Posizioni strane e assenze: Dezi, in tutte le squadrette che si sono formate finora, è il terzino sinistro. L’alter ego di Strinic. Il croato non c’è, e Ghoulam è solo uno e non si può clonare. Anche De Guzman è assente giustificato, per la botta presa ieri. Tonelli e Albiol non si sono visti, Chiriches invece ha fatto una comparsata. Reina ha addirittura “assaggiato” la porta regolamentare. Lavoro sul doppio intervento, tanti applausi dalle tribune. Si fosse candidato alle primarie del Pd a Napoli, avrebbe conteso davvero a de Magistris la poltrona a Palazzo San Giacomo. Forse avrebbe pure vinto.
Perdonateci la digressione, l’esercizio di cui sopra continua: il ritmo è sempre più alto, cinque tocchi e si va in porta. Di prima, of course. Spesso, il regista lascia l’impostazione veloce al suo compagno di reparto, a destra o a sinistra. Alla mezzala. Quando c’è qualcosa che non va, Sarri fa ripetere daccapo l’azione. Il più bello da vedere in questo frangente è Callejon che non sbaglia un movimento quando c’è da tagliare da destra verso il centro. Qualcuno, in tribuna, dice che bisognerebbe redigere una tesi di laurea in ingegneria sulla perfezione dei suoi inserimenti. Lanciamo il consiglio ai laureandi, ma vogliamo la citazione nei ringraziamenti. O nella lettera per il suicidio.
I cross sono soprattutto bassi, e questa è una buona indicazione per chi vuole cogliere qualcosa, in questi allenamenti, che rimandi alla permanenza di Higuain. Che non ama i palloni alti, al centro, non essendo un saltatore. Che su queste palle tese, basse, dalle fasce, ci va a nozze. Per par condicio, diciamo pure che spesso il centravanti fa scorrere la palla per l’uomo che fa il secondo inserimento in area. E questa non è una giocata del repertorio di uno che fa 36 gol. Noi siamo per l’onestà tattica e intellettuale.

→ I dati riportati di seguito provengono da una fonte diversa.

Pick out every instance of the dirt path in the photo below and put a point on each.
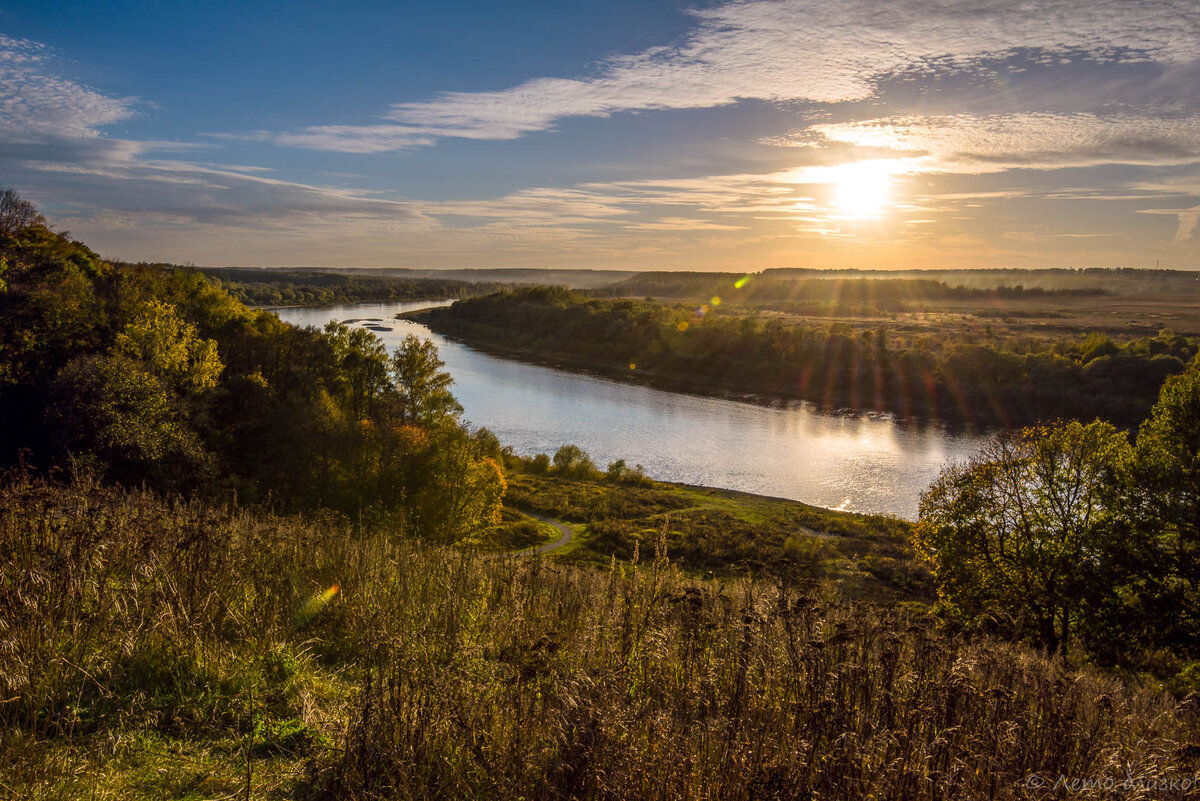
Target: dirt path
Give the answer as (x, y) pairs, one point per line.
(567, 531)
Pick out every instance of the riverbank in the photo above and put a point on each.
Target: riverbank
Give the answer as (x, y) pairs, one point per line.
(778, 395)
(972, 379)
(711, 531)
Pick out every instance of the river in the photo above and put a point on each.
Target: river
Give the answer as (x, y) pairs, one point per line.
(853, 463)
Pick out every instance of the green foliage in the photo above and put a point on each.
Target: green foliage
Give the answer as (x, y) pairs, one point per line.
(171, 347)
(157, 375)
(149, 652)
(931, 375)
(573, 462)
(726, 533)
(1018, 535)
(316, 288)
(120, 414)
(421, 386)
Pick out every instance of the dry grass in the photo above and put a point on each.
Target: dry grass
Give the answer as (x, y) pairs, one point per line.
(153, 650)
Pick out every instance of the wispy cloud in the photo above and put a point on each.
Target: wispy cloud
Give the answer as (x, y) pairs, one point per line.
(778, 50)
(987, 144)
(36, 103)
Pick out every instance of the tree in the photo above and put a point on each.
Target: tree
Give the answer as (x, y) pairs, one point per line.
(1021, 531)
(115, 409)
(171, 347)
(1165, 505)
(363, 363)
(571, 461)
(423, 387)
(17, 215)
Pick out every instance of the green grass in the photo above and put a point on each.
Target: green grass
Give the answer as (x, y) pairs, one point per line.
(725, 533)
(156, 649)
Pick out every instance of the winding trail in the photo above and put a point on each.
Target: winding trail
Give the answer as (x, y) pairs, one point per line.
(564, 529)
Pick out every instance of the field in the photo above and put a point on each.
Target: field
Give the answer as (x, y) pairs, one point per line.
(726, 534)
(183, 650)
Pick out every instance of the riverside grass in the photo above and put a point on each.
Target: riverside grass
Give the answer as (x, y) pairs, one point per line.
(153, 649)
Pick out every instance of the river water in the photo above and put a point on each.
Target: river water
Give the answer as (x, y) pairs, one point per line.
(855, 463)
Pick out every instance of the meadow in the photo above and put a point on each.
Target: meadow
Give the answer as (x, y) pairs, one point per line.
(159, 648)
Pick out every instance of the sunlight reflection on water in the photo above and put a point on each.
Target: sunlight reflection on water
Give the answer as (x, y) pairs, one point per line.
(855, 463)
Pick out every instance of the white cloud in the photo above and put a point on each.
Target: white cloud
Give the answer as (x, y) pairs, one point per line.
(35, 103)
(821, 50)
(973, 144)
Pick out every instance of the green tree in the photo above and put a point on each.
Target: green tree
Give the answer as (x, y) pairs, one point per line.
(574, 462)
(363, 365)
(1165, 507)
(423, 386)
(1019, 535)
(119, 413)
(17, 215)
(171, 347)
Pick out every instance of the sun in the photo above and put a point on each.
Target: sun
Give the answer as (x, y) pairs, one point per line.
(862, 190)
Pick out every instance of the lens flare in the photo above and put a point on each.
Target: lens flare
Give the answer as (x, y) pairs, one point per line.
(312, 607)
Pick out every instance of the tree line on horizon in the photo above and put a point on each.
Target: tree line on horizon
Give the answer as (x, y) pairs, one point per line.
(929, 375)
(159, 378)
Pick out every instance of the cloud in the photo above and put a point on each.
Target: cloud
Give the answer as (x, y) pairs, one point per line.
(975, 144)
(779, 50)
(35, 103)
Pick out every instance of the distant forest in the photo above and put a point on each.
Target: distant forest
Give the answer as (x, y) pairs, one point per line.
(928, 374)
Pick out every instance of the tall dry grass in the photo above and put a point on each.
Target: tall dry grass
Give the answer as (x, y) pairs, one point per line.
(436, 674)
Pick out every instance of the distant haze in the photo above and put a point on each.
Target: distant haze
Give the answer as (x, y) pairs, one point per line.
(631, 134)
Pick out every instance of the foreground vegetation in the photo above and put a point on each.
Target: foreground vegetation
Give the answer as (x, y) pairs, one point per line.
(181, 650)
(246, 560)
(979, 378)
(157, 377)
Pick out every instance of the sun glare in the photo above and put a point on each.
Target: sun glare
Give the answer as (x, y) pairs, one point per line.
(862, 190)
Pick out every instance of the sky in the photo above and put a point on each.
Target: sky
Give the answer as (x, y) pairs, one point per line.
(648, 134)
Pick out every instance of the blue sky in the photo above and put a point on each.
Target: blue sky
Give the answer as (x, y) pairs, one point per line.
(633, 134)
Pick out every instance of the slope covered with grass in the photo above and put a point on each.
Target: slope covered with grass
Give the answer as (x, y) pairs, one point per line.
(166, 649)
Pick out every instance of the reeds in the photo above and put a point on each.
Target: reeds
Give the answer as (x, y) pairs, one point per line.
(437, 674)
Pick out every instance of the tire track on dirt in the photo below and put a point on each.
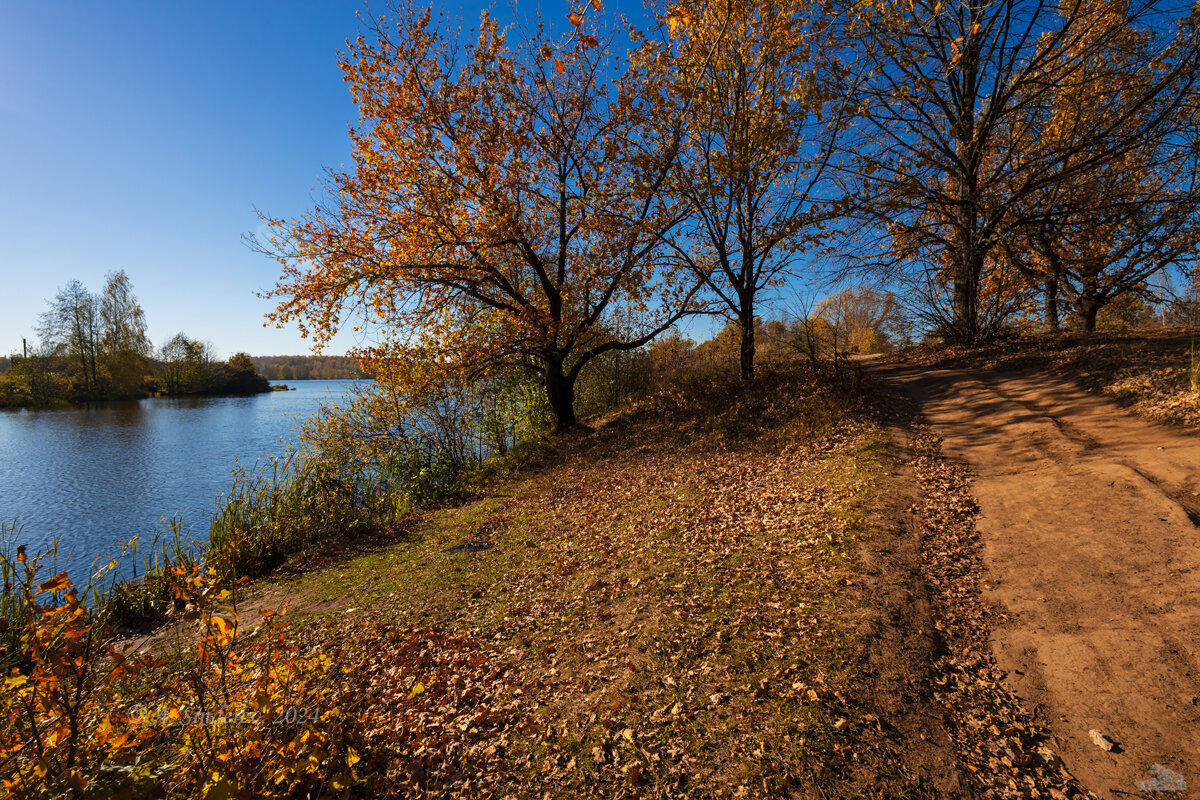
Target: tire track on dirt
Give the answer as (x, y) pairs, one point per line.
(1090, 548)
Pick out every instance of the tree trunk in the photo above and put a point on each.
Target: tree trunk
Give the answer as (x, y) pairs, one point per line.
(1089, 307)
(1051, 305)
(561, 394)
(966, 318)
(748, 347)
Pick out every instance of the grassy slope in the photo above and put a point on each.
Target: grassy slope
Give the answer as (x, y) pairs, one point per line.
(670, 605)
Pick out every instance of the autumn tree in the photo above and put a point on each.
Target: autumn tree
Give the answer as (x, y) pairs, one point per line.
(941, 154)
(1107, 232)
(71, 329)
(754, 79)
(123, 344)
(505, 206)
(863, 319)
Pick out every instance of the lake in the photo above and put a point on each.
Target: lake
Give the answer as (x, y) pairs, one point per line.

Dopo, partita a due tocchi. Il campo è delimitato dalla linea di metà campo e dai cinesini, messi poco dopo la linea dell’area. Il campo ruota, si gioca in verticale. Reina, dall’altra parte del campo, si allena ancora con Nista e Rafael. L’estate 2013 è lontana, eppure è ancora qui. Per chi guarda la partitella e non il portiere spagnolo: è bello riuscire a cogliere l’identità di gioco di una squadra anche in uno spazio ristretto per esigenze d’allenamento. Si vede il lavoro del regista, l’inserimento degli uomini di fascia. Il gioco del Napoli, insomma, pure in miniatura. Piccolo incidente per El Kaddouri, che torna subito in piedi. Niente paura. Venti minuti di 0-0 e segna Gabbiadini. Applaudono, gli dicono di rimanere qui che a Milano c’è la nebbia. Non è che a Dimaro si stia tanto meglio, però. Napoli è lontana.
La chiusura è poesia: il 14 luglio, alle 18.35, compaiono per la prima volta i calci piazzati sul campo di Dimaro. Punizioni difensive, cross al centro tagliato dalla sinistra, le due squadre da dieci tengono la linea. Il riferimento è l’esterno destro alto, Tutino o Callejon, che si posiziona come uomo in barriera. La squadra è radunata tutta sulla linea che delimita l’area, e retrocede in maniera perfettamente armonica al momento del traversone. Cambia qualcosa quando la palla inattiva viene battuta corta, a cercare di muovere la linea costruita da Sarri. Qualcuno esce a coprire, ma il “senso” resta lo stesso. Si difende alti, sempre. Si cerca di mettere in fuorigioco l’avversario, sempre. Di renderlo inoffensivo, ben prima che succeda qualcosa. La saggezza dei detti popolari: prevenire è meglio che curare.